- Chainlink und SBI bündeln ihre Kräfte, um Tokenized Assets und Stablecoins im asiatischen Finanzwesen zu etablieren.
- Japan steht vor der Zulassung des ersten Yen-Stablecoins, während SBI neue Vertriebskooperationen für Krypto-Produkte in Asien vorantreibt.
Chainlink gab heute auf X bekannt, dass es eine strategische Partnerschaft mit einem der größten Finanzkonglomerate Japans eingegangen ist, das Vermögenswerte im Wert von mehr als 200 Milliarden US-Dollar hält. Die Partnerschaft zielt darauf ab, tokenisierte Fonds, tokenisierte Real-World-Assets und regulierte Stablecoins im asiatischen Finanzsektor zu fördern.
We’re excited to announce a strategic partnership between Chainlink and SBI Group one of Japan’s largest financial conglomerates with the USD equivalent of over $200 billion in total assets.https://t.co/ZNyq7bVvUb
SBI Group and Chainlink will focus on powering several… pic.twitter.com/tdbLXOkUnW
— Chainlink (@chainlink) August 25, 2025
Die SBI Group wird zusammen mit Chainlink auf Technologien wie das Cross-Chain Interoperability Protocol (CCIP), SmartData (NAV) und Proof of Reserve setzen. Diese Tools werden dazu beitragen, die Liquidität des Sekundärmarktes zu erhöhen und gleichzeitig die Compliance- und Datenschutzanforderungen für tokenisierte Vermögenswerte zu erfüllen. Chainlink-Gründer Sergey Nazarov lobt SBI:
„Es ist eine der zukunftsorientiertesten und technisch fortschrittlichsten Unternehmensgruppe der Blockchain-Branche.“
Er betonte ihre gemeinsame Arbeit an der Tokenisierung von Fonds und Stablecoin-Zahlungslösungen und hob ihre Fortschritte in Richtung breiterer Anwendungen hervor.
Chainlink stärkt die globale Transaktionssicherheit von SBI
Nazarov fügte hinzu, dass die Annahme des Chainlink-Standards durch die SBI die Bedeutung von Sicherheit, Zuverlässigkeit und Compliance bei der Erleichterung großer institutioneller Transaktionen, die weltweite Konnektivität erfordern, zeigt. Seine Ausführungen unterstreichen den Schwerpunkt der beiden Gruppen auf die regulierte und sichere Verwaltung von Vermögenswerten.
Yoshitaka Kitao, Representative Director, Chairman, President & CEO von SBI Holdings, kommentierte:
„Chainlink ist ein natürlicher Partner für SBI, der unsere Finanzpräsenz mit seiner marktführenden Interoperabilität und Zuverlässigkeit im Bereich Onchain ergänzt.“
Diese Ankündigung kommt zu einem Zeitpunkt, an dem die japanische Finanzdienstleistungsbehörde voraussichtlich im nächsten Monat den ersten japanischen Yen-Stablecoin des Landes genehmigen wird. Medienberichten zufolge wird das Fintech-Unternehmen JPYC die Markteinführung anführen und dabei die zunehmende Akzeptanz digitaler Währungen unter Japans regulierten Finanzinstituten anführen
SBI schließt in wenigen Tagen vier bedeutende Krypto-Geschäfte ab
Der Chainlink-Deal ist der vierte Krypto-Geschäftsabschluss von SBI innerhalb weniger Tage. Letzte Woche bestätigte SBI entsprechende Partnerschaften mit der Circle Internet Group, Ripple Labs und dem Web3-Startup Startale und zeigte damit, dass das Unternehmen schnell in Allianzen mit digitalen Vermögenswerten in verschiedenen Sektoren einsteigt.

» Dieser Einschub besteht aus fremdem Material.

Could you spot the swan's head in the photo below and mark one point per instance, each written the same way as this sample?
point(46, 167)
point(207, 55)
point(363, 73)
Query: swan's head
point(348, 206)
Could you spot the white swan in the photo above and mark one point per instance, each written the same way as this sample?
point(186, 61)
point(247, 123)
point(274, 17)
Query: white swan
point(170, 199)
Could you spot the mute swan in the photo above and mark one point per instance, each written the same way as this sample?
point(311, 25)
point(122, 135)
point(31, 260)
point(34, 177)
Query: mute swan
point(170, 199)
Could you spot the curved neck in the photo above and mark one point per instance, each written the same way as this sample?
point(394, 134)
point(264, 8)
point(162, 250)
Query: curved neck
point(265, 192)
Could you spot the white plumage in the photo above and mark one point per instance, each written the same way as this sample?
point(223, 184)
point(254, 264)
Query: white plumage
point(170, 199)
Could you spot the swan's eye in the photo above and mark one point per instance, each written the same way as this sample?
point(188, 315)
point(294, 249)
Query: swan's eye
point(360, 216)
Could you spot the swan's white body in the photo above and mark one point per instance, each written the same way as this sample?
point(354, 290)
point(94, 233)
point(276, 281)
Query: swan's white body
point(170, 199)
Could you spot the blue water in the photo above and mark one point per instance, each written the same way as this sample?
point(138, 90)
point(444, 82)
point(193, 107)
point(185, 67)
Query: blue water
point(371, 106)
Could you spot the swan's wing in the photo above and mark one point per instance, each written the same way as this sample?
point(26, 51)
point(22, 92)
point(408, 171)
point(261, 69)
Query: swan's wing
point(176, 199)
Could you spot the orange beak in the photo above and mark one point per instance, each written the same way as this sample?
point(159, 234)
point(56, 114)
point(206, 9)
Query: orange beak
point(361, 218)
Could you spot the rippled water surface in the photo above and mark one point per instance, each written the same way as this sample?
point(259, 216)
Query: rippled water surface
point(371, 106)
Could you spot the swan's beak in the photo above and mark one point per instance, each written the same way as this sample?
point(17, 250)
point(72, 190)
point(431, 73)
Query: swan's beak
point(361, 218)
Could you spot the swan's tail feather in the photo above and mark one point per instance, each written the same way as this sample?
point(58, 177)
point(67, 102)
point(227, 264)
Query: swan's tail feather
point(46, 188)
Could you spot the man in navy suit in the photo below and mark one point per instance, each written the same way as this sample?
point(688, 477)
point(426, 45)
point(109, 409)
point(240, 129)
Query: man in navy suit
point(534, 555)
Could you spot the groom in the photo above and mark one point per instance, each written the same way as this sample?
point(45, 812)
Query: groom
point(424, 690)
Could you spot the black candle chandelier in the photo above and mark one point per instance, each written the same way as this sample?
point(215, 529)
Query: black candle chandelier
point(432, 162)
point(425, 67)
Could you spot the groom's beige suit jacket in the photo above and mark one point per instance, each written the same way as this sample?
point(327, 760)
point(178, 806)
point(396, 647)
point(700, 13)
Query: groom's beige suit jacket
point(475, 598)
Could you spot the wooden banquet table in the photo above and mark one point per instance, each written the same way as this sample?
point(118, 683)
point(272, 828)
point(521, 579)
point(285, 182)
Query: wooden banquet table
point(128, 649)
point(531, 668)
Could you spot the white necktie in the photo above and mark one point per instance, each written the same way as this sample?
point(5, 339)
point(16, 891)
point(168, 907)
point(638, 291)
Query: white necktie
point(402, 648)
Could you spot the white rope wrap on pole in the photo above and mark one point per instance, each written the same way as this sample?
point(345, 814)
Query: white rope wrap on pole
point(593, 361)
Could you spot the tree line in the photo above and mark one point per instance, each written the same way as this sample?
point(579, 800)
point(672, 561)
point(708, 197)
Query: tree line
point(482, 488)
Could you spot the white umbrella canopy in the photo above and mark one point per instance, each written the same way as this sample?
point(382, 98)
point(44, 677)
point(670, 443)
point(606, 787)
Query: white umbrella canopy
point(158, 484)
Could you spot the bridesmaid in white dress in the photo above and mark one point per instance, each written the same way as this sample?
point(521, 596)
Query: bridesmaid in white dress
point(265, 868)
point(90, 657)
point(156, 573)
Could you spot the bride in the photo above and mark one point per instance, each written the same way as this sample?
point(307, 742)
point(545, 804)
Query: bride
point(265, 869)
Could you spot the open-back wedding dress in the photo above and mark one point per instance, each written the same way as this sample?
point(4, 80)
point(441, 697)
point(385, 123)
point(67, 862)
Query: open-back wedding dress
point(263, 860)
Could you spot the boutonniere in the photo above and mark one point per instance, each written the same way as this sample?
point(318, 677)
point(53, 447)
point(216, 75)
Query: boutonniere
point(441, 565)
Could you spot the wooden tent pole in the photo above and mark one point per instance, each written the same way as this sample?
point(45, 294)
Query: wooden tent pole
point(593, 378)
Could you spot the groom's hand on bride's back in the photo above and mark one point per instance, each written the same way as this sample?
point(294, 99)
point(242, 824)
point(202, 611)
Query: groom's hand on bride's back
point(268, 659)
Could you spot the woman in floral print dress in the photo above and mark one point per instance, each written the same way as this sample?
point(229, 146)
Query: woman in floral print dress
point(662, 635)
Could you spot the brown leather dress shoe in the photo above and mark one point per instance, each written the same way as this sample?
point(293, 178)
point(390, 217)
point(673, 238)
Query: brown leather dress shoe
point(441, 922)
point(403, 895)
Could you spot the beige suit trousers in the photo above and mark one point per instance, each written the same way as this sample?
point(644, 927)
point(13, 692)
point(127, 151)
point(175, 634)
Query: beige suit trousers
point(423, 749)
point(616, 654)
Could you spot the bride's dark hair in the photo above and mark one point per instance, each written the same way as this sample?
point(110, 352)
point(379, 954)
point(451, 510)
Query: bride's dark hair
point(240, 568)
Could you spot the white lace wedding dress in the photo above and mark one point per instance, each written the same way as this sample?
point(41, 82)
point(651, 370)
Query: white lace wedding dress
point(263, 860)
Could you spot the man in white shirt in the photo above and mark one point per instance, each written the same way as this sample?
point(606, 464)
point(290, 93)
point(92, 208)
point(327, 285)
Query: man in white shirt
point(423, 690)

SBI und Chainlink hatten zuvor mit UBS Asset Management im Rahmen des von der Monetary Authority of Singapore geförderten Project Guardian zusammengearbeitet. Im Rahmen dieses Pilotprojekts wurden Smart Contracts erfolgreich zur Automatisierung der Fondsverwaltung und der Transferagentur eingesetzt, wodurch das Vertrauen der Institutionen in Blockchain-Lösungen gestärkt wurde.
Chainlink gilt als das branchenübliche Oracle-Netz, das den Großteil der dezentralen Finanzaktivitäten weltweit absichert. Seine Infrastruktur wird bereits von führenden Finanzinstituten genutzt und erfüllt die Compliance- und Datenschutzanforderungen, die zur Unterstützung von tokenisierten Krediten, Zahlungen und Vermögenstransaktionen erforderlich sind.